Any questions please ask and I'll add any info as I can remember


----------



## andy665 (Nov 1, 2005)

Very good job indeed, certainly changes the underbonnet appearance


----------



## nbray67 (Mar 22, 2012)

Cracking effort that is Matt.


----------



## slim_boy_fat (Jun 23, 2006)

Excellent work! :thumb:

Personally, I think I might have stopped with the silver stripes, letters and logo but that's just a personal preference and not to detract from your end result.


----------



## matt-rudd (Jan 4, 2015)

slim_boy_fat said:


> Excellent work! :thumb:
> 
> Personally, I think I might have stopped with the silver stripes, letters and logo but that's just a personal preference and not to detract from your end result.

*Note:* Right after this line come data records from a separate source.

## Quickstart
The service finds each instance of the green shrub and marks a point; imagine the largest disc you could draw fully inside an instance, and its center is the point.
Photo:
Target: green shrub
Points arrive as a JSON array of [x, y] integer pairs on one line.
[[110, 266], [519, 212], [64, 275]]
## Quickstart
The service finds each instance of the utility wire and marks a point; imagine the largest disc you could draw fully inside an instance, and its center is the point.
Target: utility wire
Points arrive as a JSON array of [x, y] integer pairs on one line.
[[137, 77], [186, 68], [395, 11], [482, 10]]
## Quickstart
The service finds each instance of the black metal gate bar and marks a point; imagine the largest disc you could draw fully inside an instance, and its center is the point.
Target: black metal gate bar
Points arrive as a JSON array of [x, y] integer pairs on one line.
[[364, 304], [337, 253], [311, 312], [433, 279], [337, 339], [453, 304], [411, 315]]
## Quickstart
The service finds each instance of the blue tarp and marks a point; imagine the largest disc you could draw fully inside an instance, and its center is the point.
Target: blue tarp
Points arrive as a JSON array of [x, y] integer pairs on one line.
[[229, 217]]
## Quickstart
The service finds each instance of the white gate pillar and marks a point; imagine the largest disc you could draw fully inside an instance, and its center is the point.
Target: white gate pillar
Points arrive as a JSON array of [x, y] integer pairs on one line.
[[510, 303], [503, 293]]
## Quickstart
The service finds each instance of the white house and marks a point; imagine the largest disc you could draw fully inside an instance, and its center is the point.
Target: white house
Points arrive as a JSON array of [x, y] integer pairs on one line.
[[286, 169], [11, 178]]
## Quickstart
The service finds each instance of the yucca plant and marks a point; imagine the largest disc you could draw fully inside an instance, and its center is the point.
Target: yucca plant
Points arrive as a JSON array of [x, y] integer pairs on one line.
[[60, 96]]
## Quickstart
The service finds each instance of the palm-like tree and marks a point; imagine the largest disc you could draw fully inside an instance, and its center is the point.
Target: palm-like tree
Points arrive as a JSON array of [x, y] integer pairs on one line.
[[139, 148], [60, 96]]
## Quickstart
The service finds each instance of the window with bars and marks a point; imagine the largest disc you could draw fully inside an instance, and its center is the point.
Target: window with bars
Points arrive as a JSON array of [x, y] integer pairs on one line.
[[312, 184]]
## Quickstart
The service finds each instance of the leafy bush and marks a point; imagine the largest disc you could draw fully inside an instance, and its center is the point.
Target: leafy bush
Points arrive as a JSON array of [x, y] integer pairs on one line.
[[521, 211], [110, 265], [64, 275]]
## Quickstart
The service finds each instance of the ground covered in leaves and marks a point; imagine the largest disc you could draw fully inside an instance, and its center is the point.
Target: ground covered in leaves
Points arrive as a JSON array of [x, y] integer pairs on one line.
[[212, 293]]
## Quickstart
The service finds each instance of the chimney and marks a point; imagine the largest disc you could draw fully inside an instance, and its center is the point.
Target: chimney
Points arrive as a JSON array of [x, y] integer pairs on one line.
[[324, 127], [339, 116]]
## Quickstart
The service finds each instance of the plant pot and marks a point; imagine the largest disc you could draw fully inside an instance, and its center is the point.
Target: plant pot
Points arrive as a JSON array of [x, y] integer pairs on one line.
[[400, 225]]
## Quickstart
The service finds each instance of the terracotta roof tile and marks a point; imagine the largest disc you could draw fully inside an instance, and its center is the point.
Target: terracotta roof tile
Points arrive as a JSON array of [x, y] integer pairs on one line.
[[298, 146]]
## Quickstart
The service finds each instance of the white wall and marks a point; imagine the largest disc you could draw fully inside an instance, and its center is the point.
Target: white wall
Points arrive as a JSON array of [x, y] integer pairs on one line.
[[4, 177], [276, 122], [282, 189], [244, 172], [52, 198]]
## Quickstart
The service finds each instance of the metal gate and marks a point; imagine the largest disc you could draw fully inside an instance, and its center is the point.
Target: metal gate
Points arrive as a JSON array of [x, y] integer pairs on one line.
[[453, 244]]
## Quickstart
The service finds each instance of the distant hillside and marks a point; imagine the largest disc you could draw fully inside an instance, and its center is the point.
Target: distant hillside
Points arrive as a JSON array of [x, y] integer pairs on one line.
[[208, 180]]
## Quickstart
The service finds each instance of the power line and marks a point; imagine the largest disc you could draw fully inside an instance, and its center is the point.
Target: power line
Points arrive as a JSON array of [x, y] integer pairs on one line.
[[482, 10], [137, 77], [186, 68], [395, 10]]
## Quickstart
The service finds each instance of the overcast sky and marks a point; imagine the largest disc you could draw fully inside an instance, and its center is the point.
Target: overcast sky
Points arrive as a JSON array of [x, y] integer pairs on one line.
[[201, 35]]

I understand it looks clean but if you can see I caught the silver trims while prepping it, oops


----------



## streaky (Dec 2, 2006)

You should be rightly proud of your effort.


----------



## MDC250 (Jan 4, 2014)

Very nice change that, looks the business.


----------



## cole_scirocco (Mar 5, 2012)

Looks pretty epic that - saw it on Instagram and liked it.


----------



## Soul boy 68 (Sep 8, 2013)

I’m blown over by the work you did Matt, that’s come up amazingly well and it puts to shame BMW’s bland black plastic cover. You should be proud. :thumb:


----------



## muzzer (Feb 13, 2011)

That's mint is that


----------



## SamD (Oct 24, 2015)

That’s a really nice job!


----------



## ENDA (Apr 16, 2020)

That looks great. Mine is mineral grey so not sure if it would be worth all that effort!


----------



## packard (Jun 8, 2009)

A proper good job !


----------



## grunty-motor (Aug 11, 2016)

Good Job!


----------



## Andyblue (Jun 20, 2017)

That looks a fantastic job you’ve done and loving the use of the ‘greenhouse’


----------



## pina07 (Dec 13, 2009)

Hi, to say your no painter that’s a cracking job pal:thumb:
Cheers 
Paul


----------



## sunnydude959 (Jan 3, 2014)

That looks absolutely fantastic!!


----------



## James_R (Jun 28, 2007)

That looks really good Matt.

Not 'in-yer-face'

But a touch that really compliments your engine bay now.

Quality work mate


----------



## WristyManchego (Sep 9, 2018)

Top result.

Tip to save time in the future: Mask M stripes only, hit the front with black post primer, then mask raised areas and hit it with red base. No need to reverse mask.


----------



## toffee_pie (Jan 21, 2015)

That is a top result that.


----------